Norman Harding, 1929-2013

Submitted by Matthew on 15 January, 2014 - 12:23

Veteran Trotskyist and Leeds activist Norman Harding passed away in December. He was 84.

For the last 25 years Norman had been a key figure in Leeds Tenants’ Federation and pensioners’ rights campaigns. Before that he was a prominent member of the Socialist Labour League (SLL) and the Workers Revolutionary Party (WRP). He wrote about his experiences in a highly readable and cautionary autobiography Staying Red — Why I Remain A Revolutionary Socialist.

Norman was a shop steward in a textile factory and member of Leeds Labour Party when he joined the SLL in the late 1950s, then the biggest Trotskyist group in Britain. Norman was attracted by the group’s sharp attacks on the still powerful Communist Party.

As a young trade union militant Norman had already clashed with the conservative and bizarre Russian chauvinism of Communist Party shop stewards and union officers. He became one of the SLL’s key organisers in the Labour Party’s youth section, which the group dominated and radicalised until, over-confident after some successes, the SLL walked out in 1963-4.

He helped run workplace bulletins and a local paper for West Yorkshire mining communities called The Miner. Norman thought the work he and others did around the Normanton rent strike of the mid 60s using The Miner as an organising tool was some of the best work the SLL ever did.

However, its internal life was always authoritarian and became worse. The group was led by Gerry Healy, who became a self-serving bully, and who, in old age, was indicted as a serial sexual predator. Norman claimed he was always wary of Healy and more impressed by the general work the group did.
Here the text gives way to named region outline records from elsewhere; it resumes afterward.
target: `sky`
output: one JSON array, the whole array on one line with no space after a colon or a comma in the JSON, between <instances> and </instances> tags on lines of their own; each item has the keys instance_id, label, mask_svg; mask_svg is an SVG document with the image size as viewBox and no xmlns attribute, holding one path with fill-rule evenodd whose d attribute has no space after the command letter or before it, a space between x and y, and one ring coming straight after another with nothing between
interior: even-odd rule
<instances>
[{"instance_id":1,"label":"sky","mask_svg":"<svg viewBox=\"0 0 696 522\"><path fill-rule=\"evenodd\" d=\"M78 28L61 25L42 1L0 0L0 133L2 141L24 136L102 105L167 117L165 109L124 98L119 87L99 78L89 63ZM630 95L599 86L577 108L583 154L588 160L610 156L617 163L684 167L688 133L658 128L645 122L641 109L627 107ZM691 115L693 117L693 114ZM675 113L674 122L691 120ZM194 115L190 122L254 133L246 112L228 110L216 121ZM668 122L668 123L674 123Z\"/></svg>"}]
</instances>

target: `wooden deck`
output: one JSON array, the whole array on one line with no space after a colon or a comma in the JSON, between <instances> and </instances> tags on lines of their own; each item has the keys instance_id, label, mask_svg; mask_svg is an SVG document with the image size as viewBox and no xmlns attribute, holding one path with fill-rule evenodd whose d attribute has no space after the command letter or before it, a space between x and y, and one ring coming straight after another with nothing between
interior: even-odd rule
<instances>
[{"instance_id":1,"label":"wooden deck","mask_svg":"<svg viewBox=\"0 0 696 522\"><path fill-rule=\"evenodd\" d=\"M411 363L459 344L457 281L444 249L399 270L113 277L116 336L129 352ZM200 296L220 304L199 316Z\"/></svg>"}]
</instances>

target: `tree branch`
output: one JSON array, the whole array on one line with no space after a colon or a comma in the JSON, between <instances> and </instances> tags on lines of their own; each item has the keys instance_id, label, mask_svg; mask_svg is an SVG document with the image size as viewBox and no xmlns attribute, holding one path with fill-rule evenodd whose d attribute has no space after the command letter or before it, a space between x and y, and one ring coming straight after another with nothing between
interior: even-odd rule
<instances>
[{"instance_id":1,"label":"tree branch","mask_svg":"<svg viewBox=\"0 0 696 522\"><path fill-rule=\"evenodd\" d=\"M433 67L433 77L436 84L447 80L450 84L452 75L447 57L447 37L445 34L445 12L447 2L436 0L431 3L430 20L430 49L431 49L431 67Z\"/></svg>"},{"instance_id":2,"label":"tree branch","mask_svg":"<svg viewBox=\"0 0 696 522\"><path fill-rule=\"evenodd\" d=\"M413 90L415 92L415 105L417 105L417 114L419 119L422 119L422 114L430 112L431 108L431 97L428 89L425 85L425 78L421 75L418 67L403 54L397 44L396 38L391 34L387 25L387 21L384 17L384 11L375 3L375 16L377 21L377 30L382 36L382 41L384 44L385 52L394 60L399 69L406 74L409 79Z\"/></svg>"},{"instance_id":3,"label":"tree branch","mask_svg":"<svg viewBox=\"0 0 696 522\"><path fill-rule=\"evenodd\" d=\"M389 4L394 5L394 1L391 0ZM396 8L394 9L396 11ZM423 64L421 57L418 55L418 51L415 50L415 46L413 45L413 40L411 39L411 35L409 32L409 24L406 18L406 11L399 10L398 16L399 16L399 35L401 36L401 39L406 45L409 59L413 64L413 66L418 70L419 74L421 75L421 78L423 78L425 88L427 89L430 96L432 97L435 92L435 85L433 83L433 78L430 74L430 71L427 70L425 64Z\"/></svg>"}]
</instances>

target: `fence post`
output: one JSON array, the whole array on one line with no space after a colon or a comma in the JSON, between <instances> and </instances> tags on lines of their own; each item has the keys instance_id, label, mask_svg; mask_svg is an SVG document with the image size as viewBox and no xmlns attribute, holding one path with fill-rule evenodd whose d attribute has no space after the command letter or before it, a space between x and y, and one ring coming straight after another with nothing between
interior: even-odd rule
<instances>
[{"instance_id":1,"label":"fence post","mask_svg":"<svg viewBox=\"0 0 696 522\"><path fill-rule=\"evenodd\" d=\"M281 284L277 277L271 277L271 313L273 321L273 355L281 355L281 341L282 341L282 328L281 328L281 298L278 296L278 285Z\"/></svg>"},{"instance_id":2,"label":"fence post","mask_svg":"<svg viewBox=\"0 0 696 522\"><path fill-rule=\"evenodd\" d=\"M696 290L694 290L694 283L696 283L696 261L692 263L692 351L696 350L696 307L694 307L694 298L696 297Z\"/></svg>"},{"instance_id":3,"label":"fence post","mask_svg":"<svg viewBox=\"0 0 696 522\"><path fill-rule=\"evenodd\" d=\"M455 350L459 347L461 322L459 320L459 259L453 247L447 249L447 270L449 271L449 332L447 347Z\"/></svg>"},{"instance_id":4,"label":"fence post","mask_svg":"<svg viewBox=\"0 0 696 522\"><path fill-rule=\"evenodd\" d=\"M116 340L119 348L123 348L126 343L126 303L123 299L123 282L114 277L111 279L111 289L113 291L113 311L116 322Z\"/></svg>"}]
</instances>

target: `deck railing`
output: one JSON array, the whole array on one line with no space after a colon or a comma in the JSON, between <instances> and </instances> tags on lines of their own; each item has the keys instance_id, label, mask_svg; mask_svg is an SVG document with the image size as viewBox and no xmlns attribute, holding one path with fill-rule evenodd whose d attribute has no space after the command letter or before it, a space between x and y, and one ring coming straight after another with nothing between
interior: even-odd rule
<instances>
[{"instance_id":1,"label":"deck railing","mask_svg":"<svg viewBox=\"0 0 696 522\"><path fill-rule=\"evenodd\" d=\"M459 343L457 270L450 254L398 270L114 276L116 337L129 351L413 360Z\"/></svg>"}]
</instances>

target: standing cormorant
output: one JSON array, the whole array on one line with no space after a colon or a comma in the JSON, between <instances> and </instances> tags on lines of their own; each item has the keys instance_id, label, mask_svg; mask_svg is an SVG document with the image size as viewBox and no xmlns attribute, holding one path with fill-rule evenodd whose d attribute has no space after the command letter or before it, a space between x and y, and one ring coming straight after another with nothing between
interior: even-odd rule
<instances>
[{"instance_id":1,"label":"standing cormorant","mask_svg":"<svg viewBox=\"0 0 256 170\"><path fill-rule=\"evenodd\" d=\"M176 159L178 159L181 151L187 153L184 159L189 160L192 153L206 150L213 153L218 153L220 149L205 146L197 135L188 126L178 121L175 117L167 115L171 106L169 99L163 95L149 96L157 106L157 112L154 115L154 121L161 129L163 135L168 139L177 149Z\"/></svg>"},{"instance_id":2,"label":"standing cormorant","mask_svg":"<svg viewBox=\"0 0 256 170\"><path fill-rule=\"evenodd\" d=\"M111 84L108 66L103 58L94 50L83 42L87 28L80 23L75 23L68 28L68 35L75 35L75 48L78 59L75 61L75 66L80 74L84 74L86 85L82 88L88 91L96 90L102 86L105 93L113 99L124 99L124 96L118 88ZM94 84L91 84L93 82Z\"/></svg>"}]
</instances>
Later Norman moved to London to help run the print department of the group. He was at the centre of the SLL as it transformed itself into a cult. All work became about building “The Party” (the SLL changed its name to the Workers’ Revolutionary Party, WRP). A lot was about building Healy’s cult of personality.
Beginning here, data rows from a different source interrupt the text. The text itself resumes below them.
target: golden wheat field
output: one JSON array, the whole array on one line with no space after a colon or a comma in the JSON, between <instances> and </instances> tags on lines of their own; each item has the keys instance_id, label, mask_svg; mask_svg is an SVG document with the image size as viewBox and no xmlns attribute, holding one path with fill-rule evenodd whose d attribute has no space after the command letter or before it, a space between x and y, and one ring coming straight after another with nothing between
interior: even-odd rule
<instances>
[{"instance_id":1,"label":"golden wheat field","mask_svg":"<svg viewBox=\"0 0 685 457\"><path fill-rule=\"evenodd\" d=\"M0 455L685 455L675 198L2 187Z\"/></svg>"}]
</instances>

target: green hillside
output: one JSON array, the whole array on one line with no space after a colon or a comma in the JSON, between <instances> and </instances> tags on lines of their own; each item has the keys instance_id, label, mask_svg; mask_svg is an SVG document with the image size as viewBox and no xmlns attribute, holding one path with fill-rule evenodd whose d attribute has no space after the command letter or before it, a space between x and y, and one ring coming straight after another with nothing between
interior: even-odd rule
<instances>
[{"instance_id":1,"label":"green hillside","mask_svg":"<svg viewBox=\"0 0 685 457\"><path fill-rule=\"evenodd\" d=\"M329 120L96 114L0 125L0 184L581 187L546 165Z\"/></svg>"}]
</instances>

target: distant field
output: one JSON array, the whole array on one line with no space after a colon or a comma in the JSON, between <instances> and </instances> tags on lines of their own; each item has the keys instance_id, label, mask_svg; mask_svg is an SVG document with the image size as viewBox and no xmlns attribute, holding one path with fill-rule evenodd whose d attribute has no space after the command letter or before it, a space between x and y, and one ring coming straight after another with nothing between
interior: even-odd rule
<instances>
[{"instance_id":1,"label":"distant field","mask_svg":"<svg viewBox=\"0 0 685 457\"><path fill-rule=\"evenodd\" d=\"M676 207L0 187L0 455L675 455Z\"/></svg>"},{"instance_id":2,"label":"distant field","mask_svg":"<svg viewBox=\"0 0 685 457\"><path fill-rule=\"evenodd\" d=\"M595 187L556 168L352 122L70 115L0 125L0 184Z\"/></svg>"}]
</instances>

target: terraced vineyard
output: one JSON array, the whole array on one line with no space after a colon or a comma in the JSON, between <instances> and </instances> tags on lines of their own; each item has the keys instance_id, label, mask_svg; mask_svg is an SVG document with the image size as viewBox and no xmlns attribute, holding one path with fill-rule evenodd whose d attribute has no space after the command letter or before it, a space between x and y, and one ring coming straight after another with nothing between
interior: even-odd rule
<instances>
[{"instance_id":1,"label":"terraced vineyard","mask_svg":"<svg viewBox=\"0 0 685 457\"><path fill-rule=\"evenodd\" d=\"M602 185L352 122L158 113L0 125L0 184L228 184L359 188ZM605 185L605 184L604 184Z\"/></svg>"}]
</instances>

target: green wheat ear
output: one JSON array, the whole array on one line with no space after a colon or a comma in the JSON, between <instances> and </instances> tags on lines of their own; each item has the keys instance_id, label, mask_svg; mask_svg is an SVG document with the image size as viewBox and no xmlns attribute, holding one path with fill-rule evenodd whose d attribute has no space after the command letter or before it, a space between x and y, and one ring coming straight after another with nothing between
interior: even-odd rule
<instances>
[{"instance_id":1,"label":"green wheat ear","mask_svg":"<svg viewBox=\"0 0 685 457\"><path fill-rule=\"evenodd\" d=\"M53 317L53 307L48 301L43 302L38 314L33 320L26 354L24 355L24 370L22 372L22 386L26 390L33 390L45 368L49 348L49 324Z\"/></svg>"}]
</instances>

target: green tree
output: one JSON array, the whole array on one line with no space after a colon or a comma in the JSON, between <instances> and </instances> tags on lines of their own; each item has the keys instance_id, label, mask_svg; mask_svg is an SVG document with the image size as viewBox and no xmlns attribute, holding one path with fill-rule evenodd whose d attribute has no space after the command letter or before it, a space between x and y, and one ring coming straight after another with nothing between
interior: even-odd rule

The WRP became ever more shrill in their catastrophic revolutionary predictions and support for “anti-imperialist” nationalist or Stalinist dictators.

Norman talked about a number of farcical and horrific run-ins he had with Healy and other senior party members. He had particular contempt for Vanessa and Corin Redgrave, whom he feels Healy indulged and pampered because they were famous actors. (Healy once bollocked Norman for praising non-member Lynne Redgrave’s acting ability over her sister Vanessa’s!) Healy shouted at Norman for complaining about Corin cutting in front of print workers in a queue. Norman once was rung up by one of Healy’s assistants and asked to buy the great man some Jaffa Cakes at 3 am. Failure to complete such tasks were signs of revolutionary weakness.

Norman became part of the group in the WRP leadership that denounced and expelled Healy in the mid-1980s. He says that, once he found out about the true nature of what Healy was up to, he acted. Others have argued that earlier suspicions should have been acted upon.

Norman left the rump WRP and moved back to Leeds. Outside the horrendous atmosphere of the WRP he thrived; he married and threw himself into organising tenants’ struggles. He wasn’t in a group, but still regarded himself as a revolutionary socialist.

Norman Harding’s life begs a question though. Why did he stay in a central position in the WRP so long if he knew Healy was a deluded bully and the political direction of the party was disastrous? It is also unclear if he moved away from all of the Healyite orthodoxies.

Norman Harding’s life reminds us that even the most committed revolutionaries cannot separate their campaigning activity from the fight for healthy democratic organisations.